О своем яснополянском счастье он писал тетке Александре Андреевне: «Помните, я как-то раз вам писал, что люди ошибаются, ожидая какого-то такого счастья, при котором нет ни трудов, ни обманов, ни горя, а все идет ровно и счастливо. Я тогда ошибался. Такое счастье есть, и я в нем живу третий год. И с каждым днем оно ровнее и глубже. И материалы, из которых построено это счастье, самые некрасивые — дети, которые (виноват) мараются и кричат, жена, которая кормит одного, водит другого и каждую минуту упрекает меня, что я не вижу, что они оба на краю гроба, и бумага и чернила, посредством которых я описываю события и чувства людей, которых никогда не было. На днях выйдет первая половина первой части романа «1805 год»».
И в тот же день Лев Николаевич написал Фету о себе, как о прикованном Прометее и плененном Самсоне.
Письмо кончается почти трубным возгласом. Толстой говорит, что он растет большим и будет еще больше: «но что дальше будет — бяда!!! Напишите, что будут говорить в знакомых вам различных местах, и, главное, как на массу. Верно, пройдет незамечено. Я жду этого и желаю. Только б не ругали, а то ругательства расстраивают ход этой длинной сосиски, которая у нас, нелириков, так туго и густо лезет».
Он говорит о романе умышленно небрежно, потому что чувствует себя победителем, и цепи, которые его привязали к Ясной Поляне, кажутся ему теперь золотыми.
«ХОЛСТОМЕР»
Теперь дети, родившиеся в городах, и дети в колхозах и совхозах, только что научившись говорить, знают марки машин: вот это «Волга», а это «Москвич», а это новый грузовик выпуска Минского завода.
Таскают они за собой игрушечные машины, еще не умея говорить.
Но машины не рождаются у них на дворе рядом.
В те времена, когда дети Толстого играли в лошадки, лошади рождались дома, были своими, и их еще лучше знали, чем мы знаем машины.
Лев Николаевич подсчитал, что он на коне в седле просидел около семи лет; в Самарской губернии он собирался вывести новую конскую породу, облагородив степную лошадь.
Толстовские братья в письмах хвастались, что вот они уже упали с лошади: падение с лошади было признаком возмужания.
Сколько смотрел Лев Николаевич на коней во время долгих поездок на Кавказ, с Кавказа, в бесчисленных поездках в Москву!
Лошадь, телега, звон сбруи ему были знакомы так, как сейчас машина знакома тому человеку, который не только ездит на машине, но сам много раз разбирал и собирал мотор.

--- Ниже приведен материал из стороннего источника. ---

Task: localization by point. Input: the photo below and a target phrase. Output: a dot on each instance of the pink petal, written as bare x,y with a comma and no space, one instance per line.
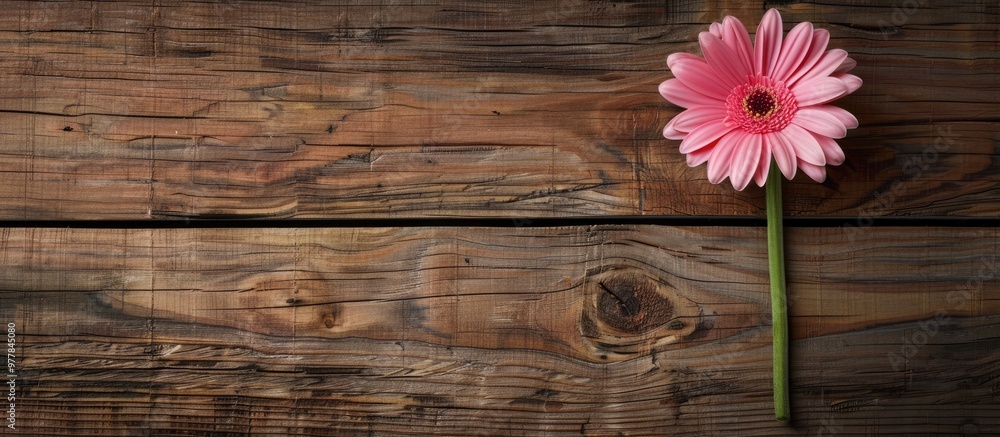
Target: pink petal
784,153
819,90
745,161
851,81
679,94
702,136
819,120
825,66
738,40
845,117
816,49
722,60
764,163
694,72
698,157
673,134
846,65
793,50
834,154
721,159
815,172
716,29
805,145
688,120
767,42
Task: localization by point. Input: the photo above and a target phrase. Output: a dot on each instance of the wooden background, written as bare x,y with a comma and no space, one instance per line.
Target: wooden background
142,144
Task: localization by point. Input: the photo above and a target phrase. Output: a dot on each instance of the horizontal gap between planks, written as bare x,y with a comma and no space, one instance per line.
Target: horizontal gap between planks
513,222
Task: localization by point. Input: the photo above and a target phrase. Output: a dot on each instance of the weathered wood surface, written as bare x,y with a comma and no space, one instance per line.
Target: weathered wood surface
137,110
598,330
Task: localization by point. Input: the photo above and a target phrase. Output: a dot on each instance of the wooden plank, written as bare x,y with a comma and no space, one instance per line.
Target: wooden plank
133,110
566,330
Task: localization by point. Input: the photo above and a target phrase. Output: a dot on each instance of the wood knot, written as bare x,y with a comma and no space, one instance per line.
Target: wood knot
630,303
629,312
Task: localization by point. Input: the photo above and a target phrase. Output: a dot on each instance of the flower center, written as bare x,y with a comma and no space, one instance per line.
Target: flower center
760,102
761,105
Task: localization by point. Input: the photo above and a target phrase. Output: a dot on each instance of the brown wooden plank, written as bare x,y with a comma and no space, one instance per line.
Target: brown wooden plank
570,330
133,110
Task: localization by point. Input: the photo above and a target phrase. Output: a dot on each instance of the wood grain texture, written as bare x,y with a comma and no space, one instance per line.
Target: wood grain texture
598,330
138,110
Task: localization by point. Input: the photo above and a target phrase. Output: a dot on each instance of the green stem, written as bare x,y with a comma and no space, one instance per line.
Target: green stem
779,309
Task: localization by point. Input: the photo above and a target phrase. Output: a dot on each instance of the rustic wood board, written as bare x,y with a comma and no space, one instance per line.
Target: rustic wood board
139,110
593,330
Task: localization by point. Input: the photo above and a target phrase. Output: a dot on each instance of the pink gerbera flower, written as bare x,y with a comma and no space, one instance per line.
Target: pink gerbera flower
748,103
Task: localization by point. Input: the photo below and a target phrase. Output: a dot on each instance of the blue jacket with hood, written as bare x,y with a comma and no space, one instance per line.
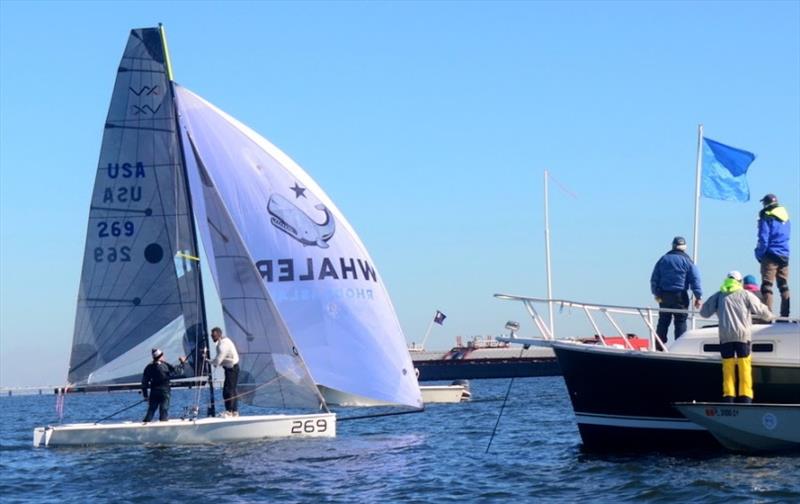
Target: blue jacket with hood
675,272
773,232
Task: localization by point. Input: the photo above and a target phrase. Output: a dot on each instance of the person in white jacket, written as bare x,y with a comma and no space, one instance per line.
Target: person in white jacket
228,358
735,308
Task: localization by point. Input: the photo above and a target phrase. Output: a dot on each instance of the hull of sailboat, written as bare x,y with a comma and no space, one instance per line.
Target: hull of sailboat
623,399
187,432
748,427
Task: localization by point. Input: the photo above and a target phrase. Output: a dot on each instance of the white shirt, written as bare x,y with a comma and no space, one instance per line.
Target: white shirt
227,356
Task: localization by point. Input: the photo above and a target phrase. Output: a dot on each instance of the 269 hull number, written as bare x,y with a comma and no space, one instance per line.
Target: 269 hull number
309,426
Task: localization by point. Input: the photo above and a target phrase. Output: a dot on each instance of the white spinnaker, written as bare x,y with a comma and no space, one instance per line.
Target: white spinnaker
315,267
272,372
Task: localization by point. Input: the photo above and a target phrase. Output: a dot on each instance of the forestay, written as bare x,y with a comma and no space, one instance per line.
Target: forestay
139,286
314,266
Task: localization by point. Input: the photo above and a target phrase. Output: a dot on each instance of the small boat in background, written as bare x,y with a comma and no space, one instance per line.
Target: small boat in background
748,427
483,358
456,392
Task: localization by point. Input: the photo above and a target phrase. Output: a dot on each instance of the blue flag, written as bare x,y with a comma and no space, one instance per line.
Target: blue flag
725,171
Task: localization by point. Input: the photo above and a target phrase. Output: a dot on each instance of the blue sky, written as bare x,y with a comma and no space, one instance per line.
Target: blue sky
429,124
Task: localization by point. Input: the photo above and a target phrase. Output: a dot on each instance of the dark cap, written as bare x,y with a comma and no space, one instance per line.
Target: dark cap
678,241
769,199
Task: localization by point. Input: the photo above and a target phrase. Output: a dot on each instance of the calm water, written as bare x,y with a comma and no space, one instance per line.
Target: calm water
435,456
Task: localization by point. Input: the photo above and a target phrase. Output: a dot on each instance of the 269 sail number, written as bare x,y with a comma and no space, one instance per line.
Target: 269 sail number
309,426
112,254
114,228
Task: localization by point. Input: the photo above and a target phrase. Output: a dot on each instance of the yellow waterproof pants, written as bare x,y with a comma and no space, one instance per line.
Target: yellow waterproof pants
729,377
745,376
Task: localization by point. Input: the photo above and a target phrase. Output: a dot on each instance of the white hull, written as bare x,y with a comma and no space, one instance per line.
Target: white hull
748,427
197,431
444,394
430,394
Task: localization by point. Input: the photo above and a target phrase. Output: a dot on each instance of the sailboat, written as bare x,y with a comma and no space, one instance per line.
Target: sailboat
298,290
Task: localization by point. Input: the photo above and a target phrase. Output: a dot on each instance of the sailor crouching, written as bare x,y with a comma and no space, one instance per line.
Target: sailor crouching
156,377
734,307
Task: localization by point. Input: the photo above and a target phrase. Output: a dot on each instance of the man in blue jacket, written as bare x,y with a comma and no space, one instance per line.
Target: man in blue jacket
672,276
772,251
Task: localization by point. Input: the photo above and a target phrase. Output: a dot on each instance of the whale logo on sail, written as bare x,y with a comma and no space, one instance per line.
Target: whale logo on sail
287,217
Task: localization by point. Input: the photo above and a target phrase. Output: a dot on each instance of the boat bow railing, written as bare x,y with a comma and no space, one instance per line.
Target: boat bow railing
591,310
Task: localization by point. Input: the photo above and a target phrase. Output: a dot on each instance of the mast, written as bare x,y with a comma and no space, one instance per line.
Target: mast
547,252
203,320
698,171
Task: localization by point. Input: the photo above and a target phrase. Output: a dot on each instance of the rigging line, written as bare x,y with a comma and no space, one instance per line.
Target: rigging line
131,210
140,128
561,186
142,70
376,415
505,400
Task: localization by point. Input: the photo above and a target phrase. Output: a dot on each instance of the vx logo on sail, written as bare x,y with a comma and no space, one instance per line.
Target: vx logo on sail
290,219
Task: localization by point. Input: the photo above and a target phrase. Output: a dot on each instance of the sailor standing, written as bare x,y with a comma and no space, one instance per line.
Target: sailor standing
228,358
673,275
734,307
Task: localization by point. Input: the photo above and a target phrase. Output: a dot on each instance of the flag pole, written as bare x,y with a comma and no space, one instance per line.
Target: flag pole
428,332
547,252
698,171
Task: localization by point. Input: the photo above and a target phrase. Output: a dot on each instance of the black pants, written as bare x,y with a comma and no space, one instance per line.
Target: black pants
229,388
159,398
675,301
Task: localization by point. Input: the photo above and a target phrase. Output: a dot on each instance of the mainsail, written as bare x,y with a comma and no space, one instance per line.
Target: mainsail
140,286
316,270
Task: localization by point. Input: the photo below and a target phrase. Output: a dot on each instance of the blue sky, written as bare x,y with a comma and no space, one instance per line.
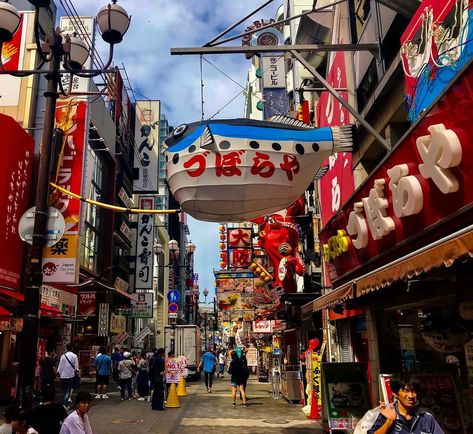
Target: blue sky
158,25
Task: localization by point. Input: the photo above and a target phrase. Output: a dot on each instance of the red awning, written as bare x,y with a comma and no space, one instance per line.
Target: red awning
45,309
4,314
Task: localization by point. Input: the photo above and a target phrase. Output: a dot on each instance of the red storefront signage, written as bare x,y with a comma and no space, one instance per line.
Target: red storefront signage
337,185
86,305
424,181
16,167
60,262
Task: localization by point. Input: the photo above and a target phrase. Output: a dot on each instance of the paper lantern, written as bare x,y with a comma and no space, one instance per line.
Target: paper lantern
235,170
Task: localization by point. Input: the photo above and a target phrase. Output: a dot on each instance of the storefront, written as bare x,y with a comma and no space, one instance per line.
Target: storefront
400,249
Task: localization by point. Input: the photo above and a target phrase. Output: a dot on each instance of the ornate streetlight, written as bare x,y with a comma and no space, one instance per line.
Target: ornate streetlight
65,55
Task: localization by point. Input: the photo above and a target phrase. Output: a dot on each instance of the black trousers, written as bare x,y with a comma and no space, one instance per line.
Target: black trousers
208,379
157,402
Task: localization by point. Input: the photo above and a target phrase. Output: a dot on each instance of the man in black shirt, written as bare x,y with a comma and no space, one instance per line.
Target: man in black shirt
47,418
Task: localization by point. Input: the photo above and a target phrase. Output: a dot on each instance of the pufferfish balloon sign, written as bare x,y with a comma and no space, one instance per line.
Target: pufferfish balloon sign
235,170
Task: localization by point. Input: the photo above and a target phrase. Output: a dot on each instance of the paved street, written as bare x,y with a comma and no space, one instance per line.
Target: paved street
201,412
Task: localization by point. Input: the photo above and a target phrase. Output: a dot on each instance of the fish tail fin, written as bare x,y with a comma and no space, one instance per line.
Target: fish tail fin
343,138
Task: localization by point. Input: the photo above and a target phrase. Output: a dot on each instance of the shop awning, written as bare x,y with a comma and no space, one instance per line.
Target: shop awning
443,252
337,296
45,309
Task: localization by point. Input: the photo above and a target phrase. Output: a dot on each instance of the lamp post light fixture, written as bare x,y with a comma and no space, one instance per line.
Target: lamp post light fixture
70,53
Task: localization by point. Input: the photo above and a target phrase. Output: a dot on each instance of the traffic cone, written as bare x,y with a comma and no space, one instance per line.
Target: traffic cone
181,389
172,399
314,408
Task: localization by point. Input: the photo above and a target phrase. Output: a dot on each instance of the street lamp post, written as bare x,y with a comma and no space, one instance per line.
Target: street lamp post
174,251
72,53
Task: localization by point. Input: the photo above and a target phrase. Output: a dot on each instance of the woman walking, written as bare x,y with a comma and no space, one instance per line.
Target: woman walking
237,377
125,374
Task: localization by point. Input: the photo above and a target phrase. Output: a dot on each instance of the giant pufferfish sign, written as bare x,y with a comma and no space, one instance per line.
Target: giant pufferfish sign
238,169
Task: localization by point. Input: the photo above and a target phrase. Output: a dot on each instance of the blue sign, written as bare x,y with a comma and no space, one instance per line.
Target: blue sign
173,296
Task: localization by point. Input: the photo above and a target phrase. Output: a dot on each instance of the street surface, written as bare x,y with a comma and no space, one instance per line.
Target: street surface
202,412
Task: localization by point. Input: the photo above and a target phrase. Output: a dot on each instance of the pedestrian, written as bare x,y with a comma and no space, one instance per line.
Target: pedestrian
222,361
67,369
208,364
48,371
21,423
116,357
157,402
404,417
103,365
125,369
245,372
236,371
48,416
142,379
8,414
78,421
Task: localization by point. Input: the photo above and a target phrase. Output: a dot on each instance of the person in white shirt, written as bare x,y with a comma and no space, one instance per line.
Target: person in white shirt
78,421
68,366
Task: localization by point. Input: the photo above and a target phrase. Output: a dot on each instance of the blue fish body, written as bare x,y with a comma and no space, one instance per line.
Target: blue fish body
238,169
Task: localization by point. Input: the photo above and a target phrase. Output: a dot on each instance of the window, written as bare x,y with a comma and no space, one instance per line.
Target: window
92,236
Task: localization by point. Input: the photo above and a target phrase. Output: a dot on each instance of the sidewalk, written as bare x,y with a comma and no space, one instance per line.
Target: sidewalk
202,412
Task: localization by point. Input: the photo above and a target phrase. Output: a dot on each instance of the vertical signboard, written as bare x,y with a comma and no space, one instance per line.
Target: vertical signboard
15,181
146,164
144,245
12,58
61,262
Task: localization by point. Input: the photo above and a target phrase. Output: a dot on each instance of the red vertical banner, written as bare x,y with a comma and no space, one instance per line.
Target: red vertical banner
337,185
16,167
61,262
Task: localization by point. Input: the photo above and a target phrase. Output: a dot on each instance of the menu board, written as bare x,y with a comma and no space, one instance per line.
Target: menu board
345,387
437,395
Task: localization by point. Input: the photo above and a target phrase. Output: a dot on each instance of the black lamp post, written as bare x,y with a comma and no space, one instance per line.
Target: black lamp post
70,53
174,251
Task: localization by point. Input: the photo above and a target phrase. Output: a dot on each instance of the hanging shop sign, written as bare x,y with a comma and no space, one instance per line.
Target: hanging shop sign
147,139
429,166
144,245
61,262
16,168
434,49
103,319
87,303
13,54
236,170
143,308
346,396
117,323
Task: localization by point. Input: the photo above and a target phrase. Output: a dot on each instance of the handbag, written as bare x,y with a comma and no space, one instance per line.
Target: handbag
76,378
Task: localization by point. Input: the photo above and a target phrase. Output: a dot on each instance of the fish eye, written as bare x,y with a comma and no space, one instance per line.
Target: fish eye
179,130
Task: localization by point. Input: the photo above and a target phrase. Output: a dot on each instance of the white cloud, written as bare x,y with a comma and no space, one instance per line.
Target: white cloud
158,25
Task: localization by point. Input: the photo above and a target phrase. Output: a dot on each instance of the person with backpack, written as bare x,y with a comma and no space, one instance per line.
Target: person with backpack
103,365
126,370
68,369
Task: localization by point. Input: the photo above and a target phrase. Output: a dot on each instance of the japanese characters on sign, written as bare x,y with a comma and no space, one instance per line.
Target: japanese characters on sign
60,262
147,138
87,303
274,72
13,53
143,308
430,166
144,245
16,170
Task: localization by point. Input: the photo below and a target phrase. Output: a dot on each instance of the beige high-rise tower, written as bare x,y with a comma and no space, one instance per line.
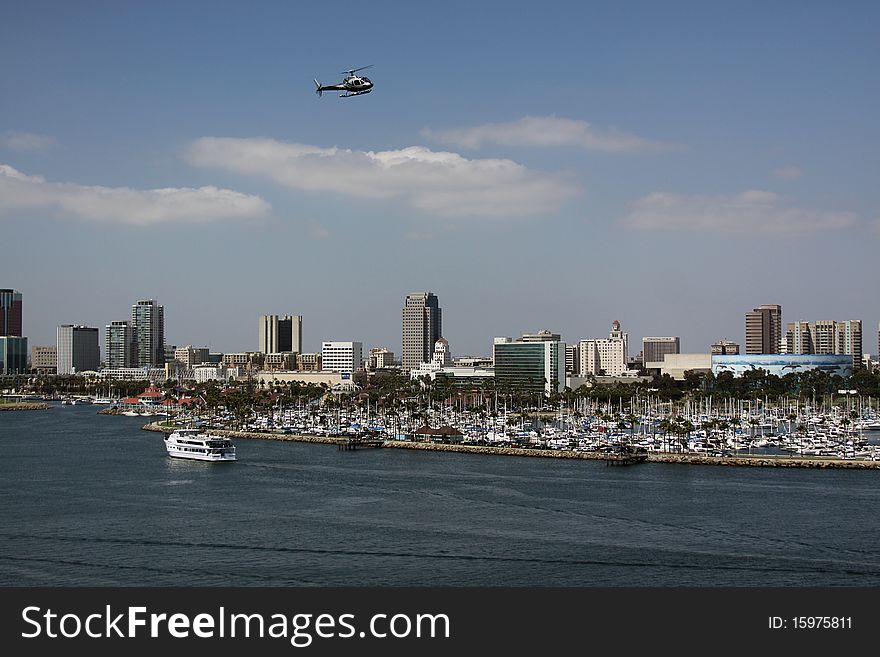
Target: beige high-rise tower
422,327
764,329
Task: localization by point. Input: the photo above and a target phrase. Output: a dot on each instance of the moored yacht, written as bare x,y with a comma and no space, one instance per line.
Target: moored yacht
199,446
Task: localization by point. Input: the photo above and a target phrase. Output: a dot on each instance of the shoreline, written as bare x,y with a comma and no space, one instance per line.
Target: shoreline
682,459
25,406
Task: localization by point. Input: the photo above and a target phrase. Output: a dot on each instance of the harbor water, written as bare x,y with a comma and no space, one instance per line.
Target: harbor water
92,500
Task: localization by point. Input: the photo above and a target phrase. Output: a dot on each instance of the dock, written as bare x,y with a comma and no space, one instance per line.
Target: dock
351,444
625,459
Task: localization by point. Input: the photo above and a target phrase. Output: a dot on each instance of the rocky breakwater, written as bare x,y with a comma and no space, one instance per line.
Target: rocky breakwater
684,459
253,435
24,406
765,461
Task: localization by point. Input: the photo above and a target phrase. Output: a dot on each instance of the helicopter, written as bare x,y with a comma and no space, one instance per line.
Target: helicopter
352,85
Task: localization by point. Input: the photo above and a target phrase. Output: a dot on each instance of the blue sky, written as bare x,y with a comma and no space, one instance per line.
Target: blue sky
562,165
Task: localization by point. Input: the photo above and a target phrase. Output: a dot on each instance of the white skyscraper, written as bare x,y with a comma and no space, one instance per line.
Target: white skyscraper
344,357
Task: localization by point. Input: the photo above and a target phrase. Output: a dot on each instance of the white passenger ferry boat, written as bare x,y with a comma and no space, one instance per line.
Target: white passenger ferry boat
197,445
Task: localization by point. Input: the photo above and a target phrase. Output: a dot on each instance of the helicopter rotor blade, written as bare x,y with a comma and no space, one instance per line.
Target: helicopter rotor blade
355,70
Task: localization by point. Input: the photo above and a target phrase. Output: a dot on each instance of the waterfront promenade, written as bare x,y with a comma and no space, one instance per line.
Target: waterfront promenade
781,461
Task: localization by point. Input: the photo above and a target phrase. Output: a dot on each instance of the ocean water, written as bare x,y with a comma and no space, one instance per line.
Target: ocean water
91,500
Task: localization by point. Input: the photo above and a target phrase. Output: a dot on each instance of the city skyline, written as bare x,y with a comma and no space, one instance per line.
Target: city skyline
254,345
670,167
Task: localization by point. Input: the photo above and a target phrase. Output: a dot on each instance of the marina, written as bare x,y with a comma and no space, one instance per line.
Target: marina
107,507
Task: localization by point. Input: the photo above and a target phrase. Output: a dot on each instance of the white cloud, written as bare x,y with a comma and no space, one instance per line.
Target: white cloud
789,172
749,213
26,142
124,205
548,131
438,182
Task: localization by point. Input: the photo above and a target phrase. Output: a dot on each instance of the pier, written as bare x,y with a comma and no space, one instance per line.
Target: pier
625,459
351,444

Это даже не надо доказывать, но надо напомнить, что все сравнения жизни человека с жизнью лошади для Толстого привычны. Говоря о своих обязанностях в работе, в письме к А. А. Толстой Лев Николаевич называет их своими хомутами. Литература тоже хомут. Работа в школе — хомут. Жениться он не собирается, потому что это было бы «пятым хомутом». Поэтому не надо считать тему «Холстомер» — книжной темой.
Лошади бегали тогда не только по книжным страницам, их показывали не только на арене цирка; были они не только натурой для парадных исторических памятников.
Б. М. Эйхенбаум в книге «Лев Толстой» подобрал много материала о значении конской темы в шестидесятых годах. Разбору первоначальной истории создания «Холстомера» в книге посвящена целая глава, занимающая двадцать три страницы. Начинается история создания темы с записи в толстовском дневнике после окончания «Двух гусар». 31 мая 1856 года Толстой отмечает в своем дневнике: «Хочется писать историю лошади». Дальше у Эйхенбаума идет анализ: «Замысел этот возник у Толстого, вероятно, под влиянием знакомства с А. А. Стаховичем, владельцем большого конного завода в Орловской губернии и основателем Петербургского бегового общества».
М. А. Стахович, брат А. А. Стаховича, был писателем и собирался написать рассказ о знаменитом орловском рысаке, пробежавшем двести сажен в тридцать секунд в начале 1800-х годов в Москве. Этот конь родился пегим, а пегая масть не была «рубашкой» орловской породы. Они должны были быть серыми в яблоках. Поэтому лошадь была выхолощена — она портила породу, несмотря на свой замечательный бег.